Сэр Вильямс молчал и сидел задумавшись.
— Мое мнение, — проговорил он наконец, — что нам необходимо как можно скорее отделаться от Баккара, иначе мы погибли.
— Аминь! — произнес Рокамболь.
— Мой милый друг, — начал через несколько минут сэр Вильямс, — ты видишь, что я опять сделался, как ты говоришь, вполне положительным человеком.
— Вот как, — пробормотал Рокамболь насмешливым голосом.

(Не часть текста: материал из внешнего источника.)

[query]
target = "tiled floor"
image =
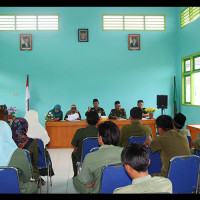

— Ну-с, итак, я предполагаю, что нам необходимо поскорее отделаться от Баккара… теперь надо только придумать средство для этого.
— Средство… да просто — удар кинжала.
— Это довольно опасно — сперва надо найти для этого опытного человека, так как я предполагаю, что ни я, ни ты не согласишься лично устроить это.
— Конечно… нет.
— Затем… убийство Баккара у нее на квартире и убийство Ван-Гоп могут, наконец, заставить полицию взглянуть посерьезнее на эти дела и, быть может, вынудить нас скрыться.
— Не задушить ли ее?
— Ну — это тоже неудобно. — Отравить?
— Да, — ответил сэр Вильямс, кивая головой.
— Это довольно трудно, дядя.
— Ты думаешь?
— Во-первых, у нас нет ни малейшей возможности действовать в отеле улицы Монсей. Вся прислуга Баккара предана ей.
— Это подробности.
— Которые в моих глазах, — ответил Рокамболь, — представляют собой известную важность.
— Ты забываешь Шерубена.
— Черт побери, это важно.
— В каком отношении?
— Вы думаете о Шерубене, желая воспользоваться его услугами при отравлении Баккара.
— Да.
— Напрасно.
— Почему так?
— Да потому, что он хочет выиграть свое пари — а если Баккара умрет, то он потеряет пятьсот тысяч франков и попадет в руки графа Артова.
Сэр Вильямс улыбнулся.
— Ты все еще молод, — заметил он.
— Однако я говорю чистую правду.
— Конечно, это могло бы быть правдой, если бы мы имели глупость сказать Шерубену: ваша Баккара стесняет нас, а потому избавьте нас от нее; но ведь можно сделать так, что и Шерубен не будет знать про это.
— Например, я бы желал знать, как вы это сделаете?
Тогда сэр Вильямс сообщил ему свой план, состоящий в том, чтобы подбавить в флакон с духами несколько капель яду, один запах которого отравляет сразу человека.
— Ты скажешь Шерубену, — добавил он, — что если она только понюхает из этого флакона, то мгновенно влюбится в него.
— Вот это отлично, — вскричал Рокамболь, — это великолепная мысль, за которую я приношу вам искреннюю благодарность и дань уважения.
— А теперь, — окончил сэр Вильямс, — поговорим немного о серьезных делах.
— Вы хотите говорить о Дай Натха?
— Да.
— Не должен ли я побывать у ней?
— Конечно… я тебя снабжу сейчас же инструкциями. Мы увидим вскоре, какой ужасный план составил этот негодяй.
На другой день после этого, утром, когда Шерубен только что собирался выйти из дому, ливрейный лакей подал ему небольшую записочку.